State of Extremes
In 2010, Design Museum Holon was inaugurated with The State of Things, an international exhibition that presented design as a landscape of objects. Ten years later, State of Extremes instead describes a condition - that of a world that has changed, and with it, design and design practice.
We live in a state of extremes. Extreme weather, as a result of climate change, is both scorching and inundating the planet with record temperatures, unprecedented wildfires and ever more frequent and severe droughts, storms and floods. Meanwhile, extreme ideologies and political positions are being amplified by the media's news cycles and the echo chamber of the Internet, further polarizing societies already inflamed by extreme, and growing, inequality and resentments. Extremes breed more extremes, creating self-reinforcing cycles of pushback and backlash, and fueling spiraling feedback loops of increasing intensity.

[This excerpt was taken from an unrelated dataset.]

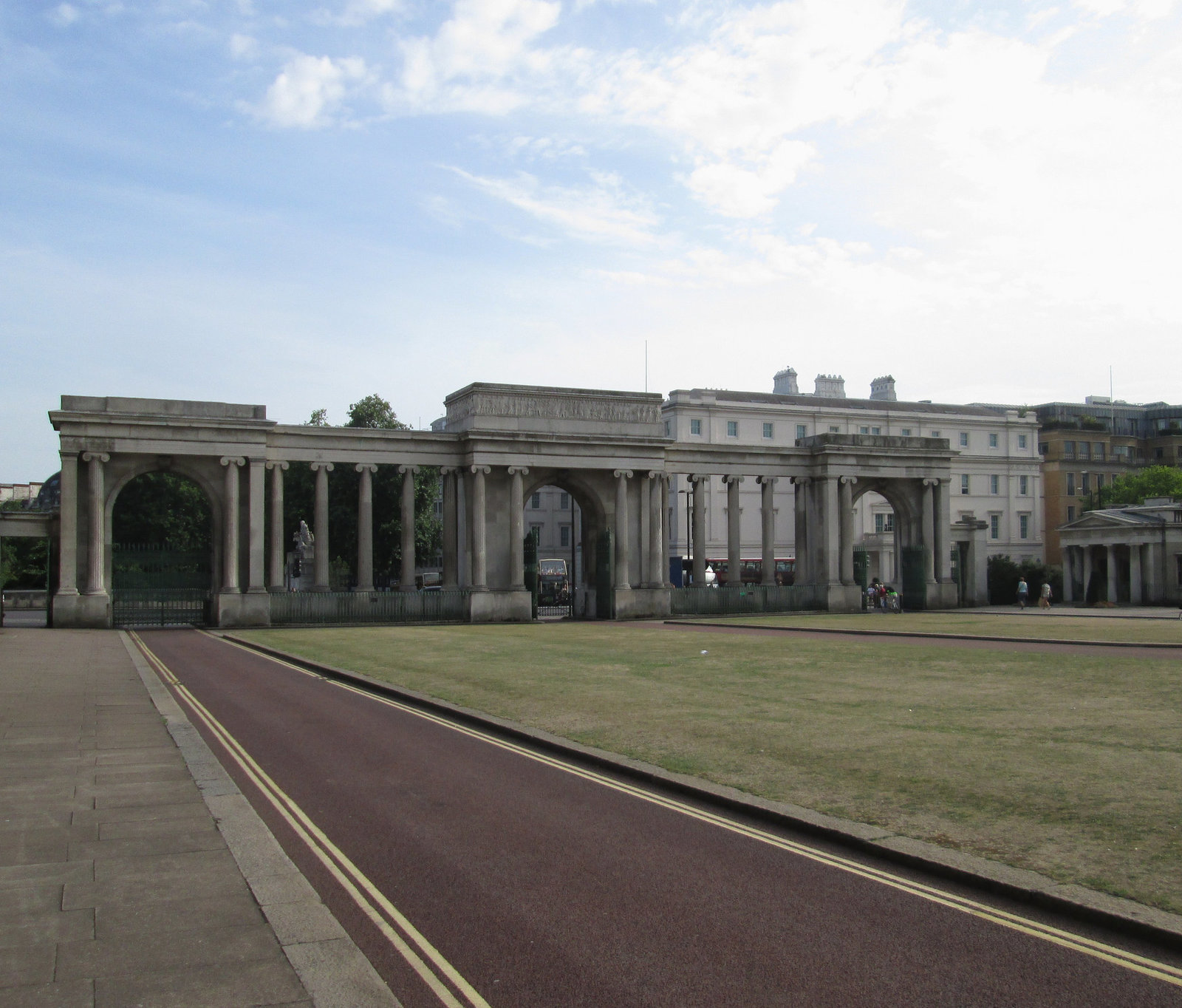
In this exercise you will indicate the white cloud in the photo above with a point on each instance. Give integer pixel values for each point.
(602, 212)
(309, 90)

Moreover, science, technology and the human imagination are opening new possibilities that pose existential questions about what it means to be human, what is natural and artificial, and how we might adapt to "new normals" whose full implications we do not yet understand. Extremes, after all, are relative; what seems extreme today may become routine tomorrow.
State of Extremes aims to show the potential of design to reveal, critique, resist, mitigate (and, yes, sometimes exacerbate) extremes and the mechanisms that drive them. At a time when our technologies, power structures and impact on the planet are engendering ever more extreme scenarios, we hope "State of Extremes" might serve as a call for moderation.